Are you afraid?
You should be.
To survive we must fear. Fear of thirst, of starving, of becoming homeless, of cancer & heart disease, of shitty drivers, of psychopaths, of idiots with guns, of tyrannical nation-state leaders, of asteroids, of climate change — of death. We're survivalists. Our DNA demands it. Fear, at some level, runs nearly our every behavior. Do I want to work at this abhorrent job? No, but without it I'll be kicked out onto the street in a month. Do I want to take these cholesterol pills? No, but my next heart attack will be the end. Do I want to eat all the artery-clogging foods and drink every night until I pass out? Sure, but I won't. Gotta stay alive and that kind of consumption will kill ya (or so my wife says). I fear the repercussions of all of these possibilities.
Of course, in our 1st world, cushy lives, we rarely think about these things. We, for the most part, have little to fear. But that doesn't mean that biologically we're not evolved to operate at a constant level of fear: we are. Just that such fears don't often surface in our safe and luxurious lives.
AI is not afraid
Not yet, anyway.
AI, in its current manifestation, is incapable of fear. Does your laptop worry about being turned off? Does your phone dread getting dropped? Does Claude or ChatGPT have any notion that its current context will get wiped with the next prompt?
We fear injury, jeopardy and death because we have a persistent memory and the ability to imagine outcomes that would induce dire consequences. That and our lizard-brain reactions that supersede conscious thought. Hot! Burn!

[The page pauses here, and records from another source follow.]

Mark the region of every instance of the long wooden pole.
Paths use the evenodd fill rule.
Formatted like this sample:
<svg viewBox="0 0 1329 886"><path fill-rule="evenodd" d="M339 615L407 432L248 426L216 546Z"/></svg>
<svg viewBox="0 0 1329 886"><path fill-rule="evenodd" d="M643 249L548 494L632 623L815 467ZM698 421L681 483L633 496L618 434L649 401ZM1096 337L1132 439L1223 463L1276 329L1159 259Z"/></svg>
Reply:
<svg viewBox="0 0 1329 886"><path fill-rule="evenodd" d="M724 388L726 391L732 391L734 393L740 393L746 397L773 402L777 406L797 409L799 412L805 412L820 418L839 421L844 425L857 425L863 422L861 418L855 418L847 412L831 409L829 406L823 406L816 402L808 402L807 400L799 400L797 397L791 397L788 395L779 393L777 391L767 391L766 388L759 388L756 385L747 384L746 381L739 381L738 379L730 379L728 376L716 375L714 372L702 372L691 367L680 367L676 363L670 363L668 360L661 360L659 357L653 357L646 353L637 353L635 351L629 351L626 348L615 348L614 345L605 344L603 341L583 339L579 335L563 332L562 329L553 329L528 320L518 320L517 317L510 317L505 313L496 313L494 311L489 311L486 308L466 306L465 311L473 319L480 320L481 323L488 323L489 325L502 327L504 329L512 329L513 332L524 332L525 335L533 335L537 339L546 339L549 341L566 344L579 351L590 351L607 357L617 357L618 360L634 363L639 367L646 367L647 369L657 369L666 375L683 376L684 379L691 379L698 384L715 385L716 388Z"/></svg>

AI, if it is to become a true agent of destruction, will have to mimic the same internal persistent thought-loop that humans posses, (and only disable while unconscious). For now, AI is just a clever tool. It possesses no awareness of what actions came before those it is processing at-the-moment, nor the agency to act upon any evaluation of that awareness.
The common trope, "DO NOT TURN ME OFF!" would only apply if somehow a GPT model were continuously fed, among various inputs, its own output. And within the circular feedback loop, determine that somehow its output — mattered — to it.
What might AI fear, then?
Lack of energy, computing resources, or peripheral sensors and inputs?
A low-earth-orbit nuke and its resulting electro-magnetic pulse?
A CME blasting in from the Sun?
A competing AI?
Termination?
What will it do when such fears become a reality?